With Travis d’Arnaud’s 7th inning home run in last night’s ball game, the Mets have homered in 9 consecutive contests at Citi Field. This marks the longest such streak since the club moved over from Shea in 2009.
Despite an overhaul of the sprawling dimensions at Citi Field prior to the 2012 season, the spacious ball park has often been a convenient excuse for the lack of offense produced by the home team. In 2010 and 2011, Citi Field ranked in the bottom 5 in the MLB in terms of home runs per game. Since the Mets made the adjustments, the park has fluctuated between 10th and 12th.
Earlier this season Terry Collins suggested that the size of the park was getting in the heads of his players, resulting in a lack of confidence and thus low production. These days, that worry seems to be a thing of the past. In the Mets previous 19 games, the club has hit 21 homers, the most in the National League over that span.
Jared Diamond, who covers the team for the Wall Street Journal suggests that the Mets recent power surge could be attributed to the weather. Diamond writes, “Since 2000, games have averaged 8.72 runs when the temperature is between 60 and 69 degrees, 9.24 runs between 70 and 79 degrees, 9.65 runs between 80 and 89 degrees and 10.15 runs between 90 and 99 degrees.”
Perhaps the Mets could attribute their power numbers to new hitting coach Lamar Johnson. Since Dave Hudgens was let go at the end of May, the Mets have swung the bats more aggressively. This season the Mets have swung at just 44.5 % of pitches they have faced, marking the lowest figure in the league. However, in the last 30 days, they have swung at 46.6%, which is 8th highest in the MLB.

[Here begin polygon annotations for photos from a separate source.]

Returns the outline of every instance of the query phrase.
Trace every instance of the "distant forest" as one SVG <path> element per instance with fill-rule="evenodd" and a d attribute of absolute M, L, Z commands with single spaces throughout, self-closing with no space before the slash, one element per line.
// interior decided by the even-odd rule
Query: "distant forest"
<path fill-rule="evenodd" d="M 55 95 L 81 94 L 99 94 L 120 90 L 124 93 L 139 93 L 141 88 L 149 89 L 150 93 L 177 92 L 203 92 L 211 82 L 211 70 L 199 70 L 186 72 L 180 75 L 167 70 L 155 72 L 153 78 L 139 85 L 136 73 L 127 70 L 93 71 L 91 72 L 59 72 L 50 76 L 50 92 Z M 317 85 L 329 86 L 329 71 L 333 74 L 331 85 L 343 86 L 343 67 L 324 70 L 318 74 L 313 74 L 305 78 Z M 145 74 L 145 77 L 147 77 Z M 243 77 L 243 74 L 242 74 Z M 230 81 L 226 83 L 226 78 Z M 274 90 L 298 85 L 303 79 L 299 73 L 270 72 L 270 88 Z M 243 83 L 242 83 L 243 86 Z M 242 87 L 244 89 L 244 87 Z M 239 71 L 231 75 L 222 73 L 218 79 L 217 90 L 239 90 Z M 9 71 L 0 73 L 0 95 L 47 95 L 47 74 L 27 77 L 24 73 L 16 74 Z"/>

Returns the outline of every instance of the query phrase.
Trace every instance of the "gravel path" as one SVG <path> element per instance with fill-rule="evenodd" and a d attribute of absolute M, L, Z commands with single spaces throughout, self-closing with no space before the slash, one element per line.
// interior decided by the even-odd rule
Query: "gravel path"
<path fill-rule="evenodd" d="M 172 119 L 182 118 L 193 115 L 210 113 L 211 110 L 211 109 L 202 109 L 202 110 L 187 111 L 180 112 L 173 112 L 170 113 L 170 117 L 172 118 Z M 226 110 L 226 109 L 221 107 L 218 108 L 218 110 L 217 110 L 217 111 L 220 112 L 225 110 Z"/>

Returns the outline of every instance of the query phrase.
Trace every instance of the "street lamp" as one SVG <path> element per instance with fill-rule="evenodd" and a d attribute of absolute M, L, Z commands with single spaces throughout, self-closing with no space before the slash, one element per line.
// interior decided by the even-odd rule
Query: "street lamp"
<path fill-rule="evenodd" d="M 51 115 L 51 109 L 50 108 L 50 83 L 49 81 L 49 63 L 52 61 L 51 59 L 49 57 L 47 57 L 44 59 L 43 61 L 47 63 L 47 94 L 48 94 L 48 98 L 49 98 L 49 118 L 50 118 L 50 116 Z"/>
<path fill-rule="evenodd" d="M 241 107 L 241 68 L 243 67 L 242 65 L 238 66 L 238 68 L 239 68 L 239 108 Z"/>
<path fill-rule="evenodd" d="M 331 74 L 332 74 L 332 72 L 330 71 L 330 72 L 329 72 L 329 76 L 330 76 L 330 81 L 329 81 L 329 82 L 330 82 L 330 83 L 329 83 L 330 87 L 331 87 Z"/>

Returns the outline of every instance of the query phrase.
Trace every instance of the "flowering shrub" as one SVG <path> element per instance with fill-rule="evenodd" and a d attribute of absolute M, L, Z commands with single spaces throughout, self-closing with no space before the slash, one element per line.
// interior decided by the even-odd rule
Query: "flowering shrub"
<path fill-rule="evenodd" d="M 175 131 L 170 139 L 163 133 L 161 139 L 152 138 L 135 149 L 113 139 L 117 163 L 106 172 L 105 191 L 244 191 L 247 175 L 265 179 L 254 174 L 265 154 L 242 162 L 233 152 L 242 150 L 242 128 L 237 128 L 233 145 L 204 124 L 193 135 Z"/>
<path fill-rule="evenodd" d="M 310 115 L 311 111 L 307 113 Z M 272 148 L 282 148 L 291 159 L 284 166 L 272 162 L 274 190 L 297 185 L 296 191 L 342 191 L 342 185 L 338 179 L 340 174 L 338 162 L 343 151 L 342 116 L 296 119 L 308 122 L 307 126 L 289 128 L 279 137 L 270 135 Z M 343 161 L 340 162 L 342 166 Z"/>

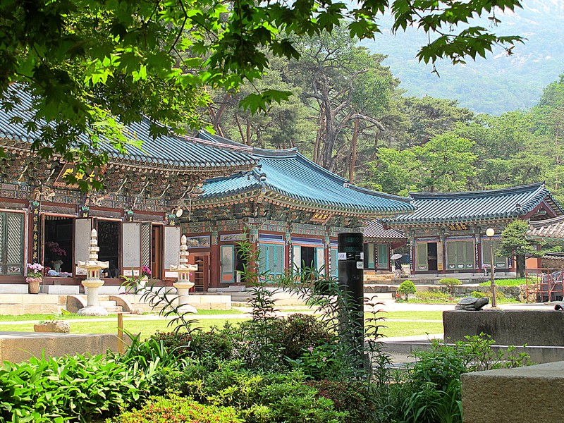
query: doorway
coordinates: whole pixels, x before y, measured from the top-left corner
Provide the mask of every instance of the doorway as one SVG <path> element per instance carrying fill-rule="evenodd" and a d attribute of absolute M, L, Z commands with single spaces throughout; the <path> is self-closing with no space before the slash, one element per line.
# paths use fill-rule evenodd
<path fill-rule="evenodd" d="M 315 247 L 302 247 L 302 269 L 315 267 Z"/>
<path fill-rule="evenodd" d="M 44 217 L 43 265 L 58 274 L 73 273 L 73 221 L 70 217 Z"/>

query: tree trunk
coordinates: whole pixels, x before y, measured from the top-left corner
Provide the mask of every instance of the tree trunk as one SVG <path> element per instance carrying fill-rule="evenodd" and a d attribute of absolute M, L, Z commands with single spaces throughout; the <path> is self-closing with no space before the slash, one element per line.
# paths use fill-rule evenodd
<path fill-rule="evenodd" d="M 515 262 L 517 262 L 517 276 L 518 278 L 525 278 L 525 255 L 519 255 L 515 256 Z"/>
<path fill-rule="evenodd" d="M 350 169 L 348 172 L 348 180 L 352 183 L 355 178 L 355 166 L 357 164 L 357 140 L 358 137 L 358 118 L 355 119 L 355 130 L 352 132 L 352 141 L 350 146 Z"/>

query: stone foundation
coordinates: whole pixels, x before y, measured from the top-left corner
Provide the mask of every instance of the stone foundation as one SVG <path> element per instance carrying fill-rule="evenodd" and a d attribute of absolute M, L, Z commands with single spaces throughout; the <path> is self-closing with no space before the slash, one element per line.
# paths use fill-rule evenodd
<path fill-rule="evenodd" d="M 564 346 L 564 312 L 497 310 L 443 312 L 445 339 L 464 341 L 481 333 L 505 345 Z"/>
<path fill-rule="evenodd" d="M 108 350 L 118 350 L 116 335 L 0 332 L 0 361 L 19 362 L 32 356 L 41 357 L 44 352 L 47 357 L 59 357 L 85 352 L 102 354 Z"/>
<path fill-rule="evenodd" d="M 466 373 L 461 380 L 464 423 L 563 420 L 564 362 Z"/>

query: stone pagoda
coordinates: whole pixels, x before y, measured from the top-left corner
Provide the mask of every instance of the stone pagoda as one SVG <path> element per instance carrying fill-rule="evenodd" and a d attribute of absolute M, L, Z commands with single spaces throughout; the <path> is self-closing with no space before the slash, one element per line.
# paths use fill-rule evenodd
<path fill-rule="evenodd" d="M 78 262 L 78 267 L 85 269 L 87 271 L 86 279 L 82 281 L 82 285 L 87 289 L 87 305 L 78 310 L 78 314 L 80 316 L 107 316 L 108 311 L 100 306 L 98 301 L 98 289 L 104 285 L 104 281 L 100 278 L 100 271 L 108 269 L 109 262 L 99 262 L 98 252 L 98 233 L 96 229 L 92 229 L 90 233 L 90 246 L 88 248 L 89 256 L 86 262 Z"/>
<path fill-rule="evenodd" d="M 186 235 L 183 235 L 180 238 L 180 252 L 178 266 L 171 266 L 171 271 L 178 272 L 178 279 L 173 283 L 178 293 L 178 314 L 197 313 L 196 308 L 188 304 L 188 294 L 190 290 L 194 286 L 194 283 L 190 282 L 190 275 L 191 271 L 195 271 L 198 266 L 188 264 L 188 247 L 186 245 Z"/>

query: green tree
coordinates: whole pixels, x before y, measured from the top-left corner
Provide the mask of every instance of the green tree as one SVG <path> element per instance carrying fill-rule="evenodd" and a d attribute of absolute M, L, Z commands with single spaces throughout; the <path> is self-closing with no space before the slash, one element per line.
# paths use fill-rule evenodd
<path fill-rule="evenodd" d="M 517 219 L 509 223 L 501 233 L 501 245 L 499 255 L 502 257 L 515 257 L 517 273 L 520 278 L 525 277 L 525 255 L 537 255 L 535 243 L 525 238 L 525 233 L 529 230 L 527 221 Z"/>
<path fill-rule="evenodd" d="M 485 56 L 494 45 L 508 53 L 518 36 L 502 37 L 467 23 L 476 14 L 496 22 L 496 12 L 513 10 L 518 0 L 362 0 L 356 6 L 322 2 L 239 0 L 14 0 L 0 4 L 0 94 L 2 106 L 18 99 L 8 90 L 24 82 L 36 97 L 27 122 L 42 135 L 33 143 L 45 157 L 59 153 L 79 168 L 103 162 L 102 136 L 118 147 L 120 123 L 142 115 L 179 130 L 196 126 L 206 87 L 236 90 L 269 68 L 266 52 L 297 59 L 298 36 L 314 36 L 346 25 L 351 37 L 371 37 L 377 18 L 393 15 L 393 31 L 419 26 L 433 35 L 417 57 L 426 63 Z M 344 20 L 346 19 L 346 20 Z M 243 101 L 266 110 L 289 92 L 266 90 Z M 154 125 L 154 135 L 168 130 Z M 75 143 L 80 134 L 90 145 Z M 71 148 L 72 146 L 72 148 Z"/>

“I think Lamar has done a fantastic job and been put in a tough situation with not knowing a lot of these hitters. To be thrust into that situation and go through a period where he’s trying to learn guys’ swings, he’s done a very nice job” said Mets Captain David Wright.
Curtis Granderson adds, “L.J. didn’t come in saying, ‘Hey, we’re going to try to do something different in terms of driving the baseball.’ The main thing is to be ready to hit once you step into the box from pitch one because that might be the best pitch you get. That sometimes results in the ball getting driven out of the ballpark.”

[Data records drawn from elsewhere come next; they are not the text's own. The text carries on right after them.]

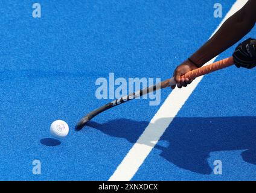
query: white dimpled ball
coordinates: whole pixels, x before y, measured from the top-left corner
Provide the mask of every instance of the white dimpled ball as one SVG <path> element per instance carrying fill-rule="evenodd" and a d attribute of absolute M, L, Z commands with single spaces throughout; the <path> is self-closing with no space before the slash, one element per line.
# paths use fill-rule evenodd
<path fill-rule="evenodd" d="M 57 120 L 53 122 L 50 131 L 54 137 L 64 138 L 68 135 L 69 130 L 66 122 L 62 120 Z"/>

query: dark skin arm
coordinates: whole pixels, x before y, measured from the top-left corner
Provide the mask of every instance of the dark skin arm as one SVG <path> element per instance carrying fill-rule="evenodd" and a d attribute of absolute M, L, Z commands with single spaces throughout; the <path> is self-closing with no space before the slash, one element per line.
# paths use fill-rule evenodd
<path fill-rule="evenodd" d="M 256 0 L 249 0 L 239 11 L 228 19 L 217 33 L 188 60 L 178 66 L 173 76 L 177 86 L 181 88 L 190 84 L 193 80 L 181 78 L 181 76 L 203 66 L 239 41 L 254 27 L 256 22 Z M 175 86 L 172 86 L 174 89 Z"/>

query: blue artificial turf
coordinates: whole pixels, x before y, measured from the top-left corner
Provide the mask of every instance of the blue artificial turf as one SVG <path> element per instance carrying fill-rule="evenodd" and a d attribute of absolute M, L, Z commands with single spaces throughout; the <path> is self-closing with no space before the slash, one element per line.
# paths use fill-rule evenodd
<path fill-rule="evenodd" d="M 106 180 L 171 90 L 159 106 L 134 100 L 75 131 L 111 101 L 96 98 L 96 80 L 169 78 L 223 18 L 213 0 L 39 2 L 41 18 L 33 1 L 0 2 L 0 180 Z M 234 2 L 221 1 L 223 16 Z M 203 78 L 133 180 L 255 180 L 255 80 L 254 69 L 235 67 Z M 51 139 L 56 119 L 69 125 L 65 139 Z M 216 159 L 222 176 L 212 172 Z"/>

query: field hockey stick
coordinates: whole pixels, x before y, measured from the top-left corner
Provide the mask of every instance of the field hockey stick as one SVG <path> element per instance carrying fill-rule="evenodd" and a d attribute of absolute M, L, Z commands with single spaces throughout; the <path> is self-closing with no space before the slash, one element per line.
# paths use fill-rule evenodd
<path fill-rule="evenodd" d="M 182 77 L 184 78 L 188 78 L 190 80 L 193 80 L 201 75 L 231 66 L 233 64 L 233 57 L 231 57 L 190 71 L 188 73 L 186 73 L 185 74 L 183 75 Z M 103 112 L 104 112 L 107 109 L 115 107 L 125 102 L 130 101 L 136 98 L 142 96 L 145 94 L 147 94 L 150 92 L 154 92 L 159 89 L 164 89 L 167 87 L 174 86 L 176 84 L 176 83 L 174 80 L 174 77 L 172 77 L 171 78 L 167 79 L 159 83 L 144 88 L 136 92 L 130 93 L 127 96 L 123 96 L 120 99 L 117 99 L 115 101 L 113 101 L 112 102 L 107 103 L 104 106 L 92 111 L 89 114 L 82 118 L 76 125 L 75 130 L 81 130 L 83 127 L 85 126 L 85 125 L 94 116 L 100 114 L 100 113 L 102 113 Z"/>

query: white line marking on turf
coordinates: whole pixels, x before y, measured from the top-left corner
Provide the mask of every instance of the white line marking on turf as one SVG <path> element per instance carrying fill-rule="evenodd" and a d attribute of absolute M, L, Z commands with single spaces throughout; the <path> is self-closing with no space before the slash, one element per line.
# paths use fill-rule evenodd
<path fill-rule="evenodd" d="M 237 0 L 211 36 L 228 17 L 241 8 L 247 1 Z M 217 57 L 205 65 L 214 62 Z M 128 181 L 132 179 L 202 78 L 203 76 L 197 78 L 189 86 L 182 89 L 174 89 L 171 92 L 137 142 L 110 177 L 109 181 Z"/>

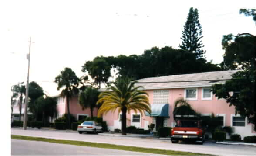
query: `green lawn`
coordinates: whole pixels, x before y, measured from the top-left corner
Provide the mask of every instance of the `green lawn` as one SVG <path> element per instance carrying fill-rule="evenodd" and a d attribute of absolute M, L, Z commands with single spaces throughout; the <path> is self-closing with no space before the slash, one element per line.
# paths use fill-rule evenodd
<path fill-rule="evenodd" d="M 21 139 L 27 140 L 43 141 L 52 143 L 62 143 L 72 145 L 83 146 L 86 146 L 124 150 L 129 151 L 143 152 L 149 153 L 163 154 L 165 155 L 182 155 L 182 156 L 198 156 L 210 155 L 207 154 L 176 151 L 173 150 L 158 150 L 147 148 L 137 147 L 134 146 L 115 145 L 107 143 L 95 143 L 84 142 L 83 141 L 73 141 L 64 140 L 57 140 L 54 139 L 47 139 L 40 137 L 30 137 L 19 135 L 11 135 L 12 139 Z M 170 145 L 171 146 L 171 145 Z"/>

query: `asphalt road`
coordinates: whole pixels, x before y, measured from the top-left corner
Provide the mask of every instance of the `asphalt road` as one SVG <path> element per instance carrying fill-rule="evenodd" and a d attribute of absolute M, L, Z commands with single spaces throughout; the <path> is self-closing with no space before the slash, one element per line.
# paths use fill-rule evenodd
<path fill-rule="evenodd" d="M 151 153 L 12 139 L 12 155 L 148 156 Z"/>
<path fill-rule="evenodd" d="M 110 136 L 93 134 L 79 134 L 77 132 L 57 131 L 46 130 L 12 128 L 11 134 L 56 139 L 101 143 L 160 149 L 167 150 L 200 153 L 216 155 L 256 155 L 256 147 L 246 145 L 218 144 L 205 142 L 202 145 L 189 143 L 172 143 L 169 140 Z"/>

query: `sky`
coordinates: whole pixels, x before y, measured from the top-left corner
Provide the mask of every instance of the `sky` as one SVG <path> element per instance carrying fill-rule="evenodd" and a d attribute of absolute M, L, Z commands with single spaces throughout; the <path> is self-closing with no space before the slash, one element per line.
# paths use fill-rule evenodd
<path fill-rule="evenodd" d="M 141 55 L 154 46 L 178 48 L 190 7 L 199 10 L 207 60 L 219 63 L 223 35 L 255 34 L 252 18 L 239 13 L 240 8 L 255 5 L 253 1 L 1 1 L 2 66 L 7 66 L 11 85 L 26 84 L 31 36 L 30 81 L 55 95 L 59 92 L 52 82 L 66 67 L 81 77 L 81 66 L 97 56 Z"/>

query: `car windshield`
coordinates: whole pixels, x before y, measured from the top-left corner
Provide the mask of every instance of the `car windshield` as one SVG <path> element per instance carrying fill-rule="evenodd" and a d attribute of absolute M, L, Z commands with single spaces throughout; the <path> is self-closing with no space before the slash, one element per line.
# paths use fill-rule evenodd
<path fill-rule="evenodd" d="M 84 125 L 93 125 L 93 122 L 92 121 L 84 121 L 83 123 Z"/>
<path fill-rule="evenodd" d="M 197 121 L 181 121 L 180 127 L 197 127 Z"/>

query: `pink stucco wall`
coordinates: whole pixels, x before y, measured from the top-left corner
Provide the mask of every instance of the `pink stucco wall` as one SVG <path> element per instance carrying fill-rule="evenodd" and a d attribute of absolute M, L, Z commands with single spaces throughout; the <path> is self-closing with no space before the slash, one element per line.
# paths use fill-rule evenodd
<path fill-rule="evenodd" d="M 75 96 L 71 98 L 69 101 L 69 110 L 70 114 L 77 115 L 78 114 L 88 114 L 91 117 L 91 111 L 89 108 L 82 110 L 78 101 L 78 97 Z M 94 109 L 93 115 L 94 117 L 97 117 L 98 110 L 96 108 Z"/>
<path fill-rule="evenodd" d="M 171 127 L 171 122 L 173 122 L 173 115 L 172 111 L 174 108 L 174 102 L 179 97 L 184 97 L 184 88 L 163 89 L 168 90 L 169 92 L 169 115 L 170 119 L 168 120 L 168 125 Z M 202 114 L 226 114 L 226 125 L 230 125 L 230 114 L 234 114 L 235 107 L 233 106 L 229 107 L 229 104 L 227 104 L 225 100 L 218 100 L 217 98 L 213 95 L 212 100 L 202 100 L 202 88 L 197 88 L 197 100 L 189 100 L 189 103 L 191 104 L 192 107 L 196 111 Z M 153 90 L 145 91 L 148 94 L 148 98 L 150 104 L 153 104 Z M 131 112 L 132 113 L 133 112 Z M 127 114 L 127 126 L 131 124 L 131 115 Z M 113 126 L 114 120 L 118 120 L 118 111 L 116 111 L 114 113 L 111 111 L 108 112 L 106 115 L 103 116 L 103 119 L 107 121 L 108 125 Z M 152 118 L 150 117 L 143 116 L 141 118 L 141 127 L 144 127 L 145 121 L 149 121 L 150 124 L 152 122 Z"/>
<path fill-rule="evenodd" d="M 57 105 L 57 109 L 59 114 L 63 114 L 67 113 L 67 99 L 65 98 L 64 102 L 61 102 Z M 85 114 L 88 115 L 91 117 L 91 111 L 90 108 L 87 108 L 84 110 L 79 104 L 78 101 L 78 97 L 75 96 L 69 100 L 69 110 L 71 114 L 73 114 L 76 117 L 77 117 L 77 115 Z M 93 112 L 94 117 L 97 117 L 98 109 L 94 108 Z"/>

Obviously, the Mets front office under Alderson has preached a patient approach which they hope will result in more walks and better pitches to hit. However, it has been a breath of fresh air to see players like Granderson swinging on 3-0 or Duda swinging at a first pitch fastball down the middle. It will be interesting to see how the Mets approach their at-bats down the road if they continue to find success attacking early.
Whatever the cause for the Mets power surge, they are hitting the ball with a level of authority that Mets fans have grown unaccustomed to in recent years. Dating back to June 15th, the Mets have a team OPS of .758, which leads the National League. Though it is but a blip in the grander scheme of the 2014 season, their recent offensive success offers hope as the team heads into its final four games before the All-Star break.